The BCRA will, however, lead to Medicaid losses. Like the American Health Care Act (AHCA) passed by the House of Representatives earlier this year, the BCRA limits the growth in federal Medicaid funding by moving from the current open-ended entitlement to a system of per-capita caps or block grants. Until 2025, the annual inflator will be the same as that used in the AHCA—the consumer price index for medical services (CPI-M), after which the BCRA will link annual increases to the CPI for Urban Consumers (CPI-U), which typically grows slightly less quickly than CPI-M. Medicaid spending typically grows faster than either of these measures. Under the BCRA, the growth in federal Medicaid spending will decline by large and growing amounts over time—even more than in the AHCA. Even with the added flexibility that states will gain under the BCRA to administer their Medicaid programs, it’s doubtful that innovation can offset decreased federal funds without cuts to Medicaid benefits and enrollment. Growth in the Medicaid entitlement must be restrained, but the BCRA formula may be too extreme to attract votes needed for passage.

Like the House AHCA, the Senate BCRA also vitiates efforts to reign in the cost growth of employer-provided insurance by delaying the imposition of Obamacare’s “Cadillac” tax on employer plans with premiums above specified thresholds until 2026. This suggests that it will never be imposed. Half of Americans get health insurance through their jobs. Employer-paid premiums are tax-exempt for employees and tax-deductible for employers; this tax preference costs the federal government more than $250 billion a year in foregone revenues. Limiting it would encourage employers to offer more cost-effective plans and raise significant revenue.

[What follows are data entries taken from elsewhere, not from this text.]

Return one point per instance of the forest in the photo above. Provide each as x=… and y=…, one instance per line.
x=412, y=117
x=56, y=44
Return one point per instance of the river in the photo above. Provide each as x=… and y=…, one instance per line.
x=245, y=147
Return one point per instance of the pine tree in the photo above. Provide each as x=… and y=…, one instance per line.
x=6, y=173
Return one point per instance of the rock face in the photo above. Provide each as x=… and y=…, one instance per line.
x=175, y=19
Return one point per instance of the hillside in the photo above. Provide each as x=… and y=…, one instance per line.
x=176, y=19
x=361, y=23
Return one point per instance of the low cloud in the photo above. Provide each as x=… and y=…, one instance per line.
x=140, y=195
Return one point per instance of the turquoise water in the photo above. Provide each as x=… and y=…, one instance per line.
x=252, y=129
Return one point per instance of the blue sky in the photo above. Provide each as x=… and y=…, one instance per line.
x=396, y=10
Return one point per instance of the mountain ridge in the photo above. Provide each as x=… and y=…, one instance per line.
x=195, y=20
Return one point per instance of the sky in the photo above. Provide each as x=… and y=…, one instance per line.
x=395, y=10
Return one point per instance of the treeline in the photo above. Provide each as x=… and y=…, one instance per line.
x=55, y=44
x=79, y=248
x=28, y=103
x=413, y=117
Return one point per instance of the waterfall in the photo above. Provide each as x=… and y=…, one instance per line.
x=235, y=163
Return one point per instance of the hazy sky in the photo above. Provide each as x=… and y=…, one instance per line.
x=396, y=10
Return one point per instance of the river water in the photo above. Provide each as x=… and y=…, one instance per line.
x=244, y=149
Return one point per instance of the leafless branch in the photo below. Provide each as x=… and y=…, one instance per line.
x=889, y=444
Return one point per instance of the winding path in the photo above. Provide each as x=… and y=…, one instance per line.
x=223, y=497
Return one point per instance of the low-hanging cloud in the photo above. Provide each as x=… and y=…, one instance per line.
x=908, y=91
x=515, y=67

The Senate should replace the Cadillac tax with an upper limit on the amount of employer-paid premium that is exempt from taxation, and start imposing it in 2020. This would be more progressive than the Cadillac tax, since higher-paid workers are subject to higher marginal tax rates and would pay more tax on premiums that exceed the limit than lower-income workers. Getting started on capping premium exemptions by 2020 would encourage cost discipline in the biggest part of the insurance market, generate revenue that could be used to mitigate the Medicaid cuts, and boost premium tax credits to low-income people.

The BCRA is an imperfect piece of legislation. Senators should alter and pass it and then work with their colleagues in the House to synthesize a workable Obamacare replacement. Failure to do so will leave the country with a failing health system and unsustainable entitlement growth.